- Logo of the PNP
- Abbreviation: PNP

Agency overview
- Formed: March 8, 1843
- Preceding agency: Asunción Police Department;
- Employees: 30,000

Jurisdictional structure
- Constituting instrument: Constitution of Paraguay;
- General nature: Civilian police;

Operational structure
- Headquarters: Asunción
- Appointed minister responsible: Dr. Juan Ernesto Villamayor, Minister of Internal Affairs;
- Agency executives: General Commissioner Director Bartolomé Gustavo Báez López., Commander; General Commissioner Director Luis Pablo Cantero Vázquez., Deputy Commander;
- Parent agency: Ministry of Internal Affairs Public Force (Fuerzas Pública)

Facilities
- Policings: Helipuerto Polica Nacional Silvio Pettirossi International Airport (until 2010)

Notables
- Anniversary: March 8 August 20;
- Award: Order of the Fatherland;

Website
- Policía Nacional – Paraguay

= National Police of Paraguay =

The National Police of Paraguay (Policía Nacional del Paraguay, PNP) is the main law-enforcement agency in Paraguay, operating under the auspices of the Ministry of Internal Affairs. It is responsible for ensuring the internal security of the nation.

==History==
The first Paraguayan Police force was established in 1843, then known as the Asunción Police Department under the leadership of Pedro Nolazco Fernández. In 1992, Paraguay's government ratified a new constitution, which put policing duties under the newly formed National Police (Policia Nacional), which came under the interior ministry. In 2010, the PNP established a new aviation unit, called the Unidad de aviación (Aviation Unit), which operates helicopters to support of policing operations in the air.

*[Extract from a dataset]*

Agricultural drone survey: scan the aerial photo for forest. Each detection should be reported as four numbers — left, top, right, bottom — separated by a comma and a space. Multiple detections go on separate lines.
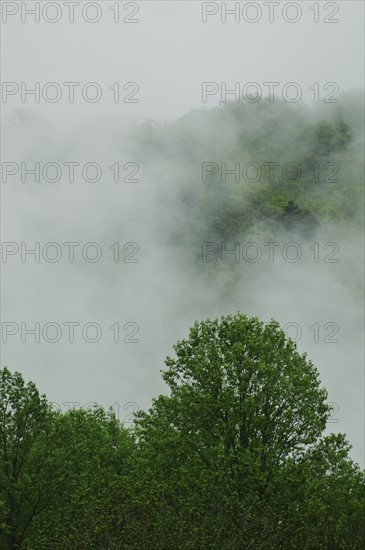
0, 313, 365, 550
0, 93, 365, 550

In August 2023, Distributed Denial of Secrets published over 500,000 documents and other files from the National Police of Paraguay.

==Mission==
The PNP is an institution with permanent high precedence in the constitution, with the mission of protecting life, preserving public order, and security and integrity of people. It is designed to guarantee individual and social development, as well as the achievement of the harmonious coexistence of the inhabitants of Paraguay, through the execution of coordinated, efficient and transparent actions.

==Organization==
The National Police is directed by the General Commissioner Director, assisted by the deputy General Commissioner Director for the General Directorates. It is composed of many training institutions, armed units, and general directorates, all under the auspices of the police command headquarters in the capital.

===Training institutes===
- Asuncion Police Academy
- General José Eduvigis Díaz Police Academy
- Sergeant Assistant José Merlo Sarabia Police College
- Remberto Giménez Apprentice School
- School of Physical Education
- Institute of Criminalistics

===Improvement institutes===
- School of Police Strategy
- School of Chiefs and Police Advice
- School of Professional Specialization
- School of Application for NCOs

===General Directorates===
- General Directorate of Human Talent
- General Directorate of Prevention and Security
- General Directorate of Criminal Investigation
- General Directorate of Police Intelligence
- General Directorate of the Higher Institute of Police Education
- General Directorate of Police Justice
- General Directorate of Administration and Finance
- General Directorate of Police Health

===Technical Support Directorates===
- Crime investigation Department
- Economic Department
- Anti-narcotics Department
- Department of Communications
- Automotive Control Department
- IT Department
- Department of Identifications
- Judicial Department
- Department of Family
- Legal Assistance Department
- Anti-kidnapping Department
- Intelligence Department
- Anti-terrorism Department

===Tactical Support Directorate===
- Specialized Group
- Special Police Operations Forces (FOPE Group)
- Security Group
- Traffic Group
- Ecological and Rural Group
- Airport Group
- Anti-rustling group
- Fire Brigade
- Mounted Group
- Motorized Group
- PNP Aviation Unit
- Tourism Police Division
- Department of Forestry and Environmental Affairs
- Security of Educational Centers

===Police stations===
PNP police stations are police bodies, subordinated to the Departmental Police Headquarters, which are within the limits of a particular zone and executes the activities of the National Police in their particular cities.

==Aviation Unit==
The unit's current inventory includes the following:

| Aircraft | Origin | Type | In service |
|---|---|---|---|
| Bell UH-1 Iroquois | United States | policing | 4 |
| CASA C-212 Aviocar | Spain | transport | 1 |
| Robinson R44 | United States | policing | 1 |
| Mil Mi-8 | Russia | policing | 1 |

All helicopters of the PNP Aviation Unit are based at the Helipuerto Polica Nacional in Asuncion. The Silvio Pettirossi International Airport was initially used by PNP Aviation Unit, but later moved to Helipuerto Polica Nacional, which opened in August 2010.